BACKED by Iran and hated by Israel, Hizbollah chief Hassan Nasrallah enjoys cult status among his Shiite supporters in Lebanon.
His group is equipped with a formidable arsenal far bigger and more modern than the national army's, and holds sway over the country's institutions.
Nasrallah has rarely been seen in public since his Shiite movement fought a devastating 2006 war pitting his fighters against Israeli troops.
No one knows where he lives, and the vast majority of his speeches in the past two decades have been televised from a secret location.
The 64-year-old delivered his latest such speech on Thursday, after the communications devices of hundreds of Hizbollah's operatives exploded in an unprecedented attack that the group blamed on Israel.
A gifted public speaker, Nasrallah is a master of cadence, swinging from humour to belittle his enemies to rage to fire up his 100,000-man militia.
The bearded, bespectacled cleric is never seen without traditional robes and the black turban that marks him out as a descendant of the Prophet Mohammed.
He is married and has four surviving children. His eldest son Hadi was killed during a military operation against Israeli troops in south Lebanon in 1997.
He was elected secretary general of Hizbollah in 1992, aged just 32, after an Israeli helicopter gunship killed his predecessor Abbas al-Musawi.
Hizbollah is the only group that refused to give up its weapons after Lebanon's 15-year civil war ended in 1990, and Nasrallah insists that Israel remains an existential threat.
Since Hizbollah's Palestinian ally Hamas attacked Israel on October 7, Hizbollah has battled Israeli troops almost daily along the Lebanon-Israel border.
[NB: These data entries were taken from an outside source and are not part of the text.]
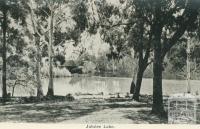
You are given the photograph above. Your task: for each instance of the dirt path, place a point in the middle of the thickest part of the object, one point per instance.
(81, 111)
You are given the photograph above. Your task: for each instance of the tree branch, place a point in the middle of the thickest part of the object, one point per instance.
(189, 15)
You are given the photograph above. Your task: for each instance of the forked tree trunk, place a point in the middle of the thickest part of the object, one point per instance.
(50, 87)
(4, 51)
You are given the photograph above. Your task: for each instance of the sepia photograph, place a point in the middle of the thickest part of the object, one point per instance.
(100, 62)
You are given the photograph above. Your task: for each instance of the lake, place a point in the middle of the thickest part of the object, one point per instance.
(108, 85)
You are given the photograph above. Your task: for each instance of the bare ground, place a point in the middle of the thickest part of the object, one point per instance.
(82, 111)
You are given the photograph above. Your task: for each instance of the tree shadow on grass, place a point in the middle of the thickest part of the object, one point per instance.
(145, 116)
(46, 112)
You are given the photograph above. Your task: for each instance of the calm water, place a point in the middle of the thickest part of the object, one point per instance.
(95, 85)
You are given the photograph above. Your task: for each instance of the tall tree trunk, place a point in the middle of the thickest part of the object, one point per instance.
(50, 87)
(38, 68)
(4, 51)
(157, 107)
(140, 71)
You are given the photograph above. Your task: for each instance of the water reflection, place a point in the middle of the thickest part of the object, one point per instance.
(107, 85)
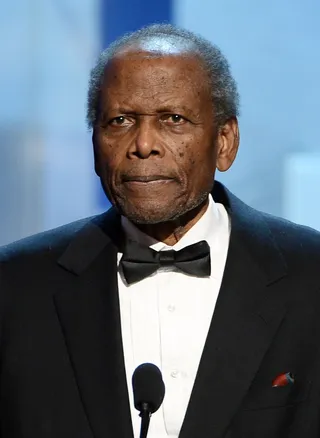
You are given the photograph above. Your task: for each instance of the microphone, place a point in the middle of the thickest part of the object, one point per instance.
(148, 393)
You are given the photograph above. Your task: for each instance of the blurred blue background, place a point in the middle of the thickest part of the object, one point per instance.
(48, 48)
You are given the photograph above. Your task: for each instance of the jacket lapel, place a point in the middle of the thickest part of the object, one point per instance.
(247, 315)
(88, 310)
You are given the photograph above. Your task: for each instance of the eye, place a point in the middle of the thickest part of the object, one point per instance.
(120, 121)
(174, 119)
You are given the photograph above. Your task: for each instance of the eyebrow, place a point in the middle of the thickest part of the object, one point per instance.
(162, 109)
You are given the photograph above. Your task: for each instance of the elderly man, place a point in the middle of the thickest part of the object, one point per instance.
(180, 273)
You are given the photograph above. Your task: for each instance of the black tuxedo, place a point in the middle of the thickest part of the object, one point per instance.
(62, 368)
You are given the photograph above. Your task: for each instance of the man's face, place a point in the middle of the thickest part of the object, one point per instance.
(155, 136)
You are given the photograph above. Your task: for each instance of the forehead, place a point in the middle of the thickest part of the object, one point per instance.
(151, 76)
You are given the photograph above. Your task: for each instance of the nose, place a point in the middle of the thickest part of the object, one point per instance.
(146, 142)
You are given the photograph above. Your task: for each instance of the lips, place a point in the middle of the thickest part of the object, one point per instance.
(146, 178)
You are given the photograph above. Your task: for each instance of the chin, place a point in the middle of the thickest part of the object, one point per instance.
(149, 214)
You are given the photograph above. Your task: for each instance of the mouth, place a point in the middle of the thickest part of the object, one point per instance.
(145, 179)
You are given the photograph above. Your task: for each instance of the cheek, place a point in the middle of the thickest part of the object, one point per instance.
(106, 154)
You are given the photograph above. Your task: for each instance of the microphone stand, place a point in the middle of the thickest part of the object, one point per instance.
(145, 415)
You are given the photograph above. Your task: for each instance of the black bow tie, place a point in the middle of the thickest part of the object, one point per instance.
(138, 262)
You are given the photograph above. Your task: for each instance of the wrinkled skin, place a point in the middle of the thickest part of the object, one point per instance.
(156, 143)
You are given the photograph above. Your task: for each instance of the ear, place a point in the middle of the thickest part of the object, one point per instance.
(227, 144)
(95, 154)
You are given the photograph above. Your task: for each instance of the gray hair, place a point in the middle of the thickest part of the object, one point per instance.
(225, 96)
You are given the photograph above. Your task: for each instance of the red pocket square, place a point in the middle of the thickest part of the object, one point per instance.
(283, 380)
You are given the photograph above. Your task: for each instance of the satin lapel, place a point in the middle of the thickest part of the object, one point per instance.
(88, 309)
(247, 315)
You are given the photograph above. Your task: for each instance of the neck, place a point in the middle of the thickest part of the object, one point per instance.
(171, 232)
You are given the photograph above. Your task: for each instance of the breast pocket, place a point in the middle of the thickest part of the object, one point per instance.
(267, 397)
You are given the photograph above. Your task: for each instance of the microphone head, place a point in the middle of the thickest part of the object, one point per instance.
(148, 387)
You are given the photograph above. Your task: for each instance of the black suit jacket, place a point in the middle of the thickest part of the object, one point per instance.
(62, 369)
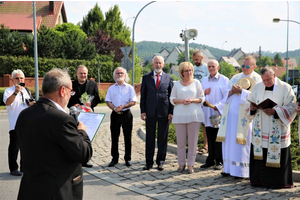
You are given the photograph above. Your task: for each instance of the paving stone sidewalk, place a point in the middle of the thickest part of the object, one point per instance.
(169, 184)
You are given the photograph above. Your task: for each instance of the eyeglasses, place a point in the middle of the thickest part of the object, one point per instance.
(72, 92)
(247, 66)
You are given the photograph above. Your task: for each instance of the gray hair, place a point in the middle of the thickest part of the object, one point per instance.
(17, 71)
(266, 69)
(214, 61)
(55, 79)
(81, 66)
(125, 72)
(158, 57)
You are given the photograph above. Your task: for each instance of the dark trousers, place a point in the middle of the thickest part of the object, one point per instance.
(116, 121)
(162, 139)
(13, 150)
(214, 148)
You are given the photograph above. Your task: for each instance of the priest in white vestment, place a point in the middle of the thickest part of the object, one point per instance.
(235, 127)
(270, 157)
(216, 92)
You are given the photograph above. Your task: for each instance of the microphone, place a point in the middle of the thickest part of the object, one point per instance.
(73, 110)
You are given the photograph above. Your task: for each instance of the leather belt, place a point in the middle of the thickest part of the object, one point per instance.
(123, 112)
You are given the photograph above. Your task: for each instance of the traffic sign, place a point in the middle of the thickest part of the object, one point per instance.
(126, 63)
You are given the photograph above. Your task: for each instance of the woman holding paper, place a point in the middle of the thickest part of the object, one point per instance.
(186, 96)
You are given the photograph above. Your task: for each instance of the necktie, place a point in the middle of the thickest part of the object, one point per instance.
(157, 81)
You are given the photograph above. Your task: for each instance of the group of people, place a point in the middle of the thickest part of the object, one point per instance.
(248, 142)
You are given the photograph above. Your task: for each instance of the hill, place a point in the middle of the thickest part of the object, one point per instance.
(148, 48)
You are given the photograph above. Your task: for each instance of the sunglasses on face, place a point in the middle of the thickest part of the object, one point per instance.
(247, 66)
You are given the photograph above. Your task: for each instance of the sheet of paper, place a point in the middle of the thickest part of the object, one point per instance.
(92, 122)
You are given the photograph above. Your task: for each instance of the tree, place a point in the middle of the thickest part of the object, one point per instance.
(106, 45)
(75, 44)
(92, 21)
(278, 60)
(181, 57)
(114, 25)
(49, 43)
(137, 70)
The unprecedented attacks that this week saw hundreds of Hizbollah members' pagers and walkie-talkies explode across Lebanon on Tuesday and Wednesday have put Nasrallah under huge pressure to respond.
Born in Beirut's impoverished northern suburb of Burj Hammud on August 31, 1960, he was one of nine children of a poor grocer hailing from the tiny southern village of Bazuriyeh.
Nasrallah studied both politics and the Quran for three years at a seminary in the Iraqi Shiite holy city of Najaf, before being expelled in 1978 when the Sunni-dominated government turned on Shiite activists.
He then became heavily involved in Lebanese politics and gained much of his early experience in the Shiite Amal militia during the civil war.
But he broke away from Amal when Israeli troops marched on Beirut in 1982 to become one of the founders of Hizbollah.
He acquired his cult status in Lebanon and across the Arab world after Israel withdrew its troops from south Lebanon under relentless Hizbollah attack in May 2000, ending 22 years of occupation of the border strip.
Nasrallah's years at the helm of Hizbollah, or Party of God, have seen the group expand from guerrilla faction into the country's most powerful political force.
Hizbollah is admired by many Shiites in Lebanon for supporting local charities, building up health and education services in its strongholds and assisting the needy among its supporters.
Nasrallah's personal popularity soared across the Arab world after a UN-brokered ceasefire ended the 2006 conflict with Israel, with supporters handing out posters bearing his photograph and declaring "divine victory."
But in divided Lebanon, the movement is also hated, including by those who dream of a nation free from sectarianism and where the rule of law prevails.
His reputation in the Arab world took a major blow during the Arab Spring protests of 2011, when he sent fighters to neighbouring Syria to prop up President Bashar al-Assad's regime.
Nevertheless, there is no doubt that Nasrallah is the most powerful man in Lebanon.